Condo located on the right side of the building to be able to enjoy moments on the private terrace without noise and in peace. And, having retained its character as a historic building.
The few improvements made have in no way changed the warm side of the place.
On two levels you will find:
On the third floor:
- kitchen open to dining room
- living/dining room with its linear bay window
- a bathroom
- a locker space housing the laundry room
At the fourth floor:
- A large bedroom with wardrobe, terrace and inner courtyard
- A bedroom with skylight
- A bathroom
Versatility of the two bedrooms according to your needs.
Very well maintained building.
Michel offers an absolutely incredible presence at the concierge desk.
Bike room in the basement.
Shared landscaped inner courtyard allowing access via rue de la Commune.
Popular area of the city center:
Many activities in the Old Port
Cycle path on the Canal
Shops and grocery stores: IGA, Patissier Pothier,
Various famous restaurants: Da Emma, Jacopo, Seasalt, La Voûte, and many others
Pictures to come
A little history :
In the mid-1870s, the Gray Nuns commissioned architect Michel Laurent to draw up plans for the construction of a new building in the community's old gardens. The building, whose volume is the largest of all the Gray Nuns' stores, was built in 1874-1875. It includes five adjoining warehouse stores, all identical except for the one along rue d'Youville, which is twice as large as the others.
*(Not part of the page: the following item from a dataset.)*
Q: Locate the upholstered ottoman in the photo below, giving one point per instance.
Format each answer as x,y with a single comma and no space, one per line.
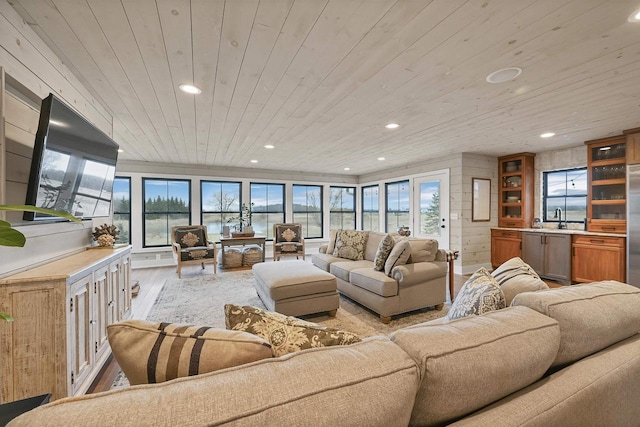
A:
296,288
Openings made in the adjoining walls allow communication between the three units on the rue d'Youville side on the one hand, and between the two units on the convent side on the other.
A glance at the first occupants allows us to meet grocery wholesalers, transport companies, a manufacturer of shoes and boots and the offices of the Commissioners of the port of Montreal. At the end of the 19th century, shoe and boot maker James McCready occupied part of the premises for about 20 years. Although there are a variety of occupants until the 1960s, the manufacturing sector seems to be the most present.
From the 1960s, the building was gradually abandoned. In 1977, the Central Mortgage and Housing Corporation purchased the building and undertook extensive renovations. The two upper floors are converted into social housing and the heart of the building is open to a height of two floors, thus offering tenants an interior courtyard. The lower floors were then rented to various organizations, including Maison Jean-Lapointe.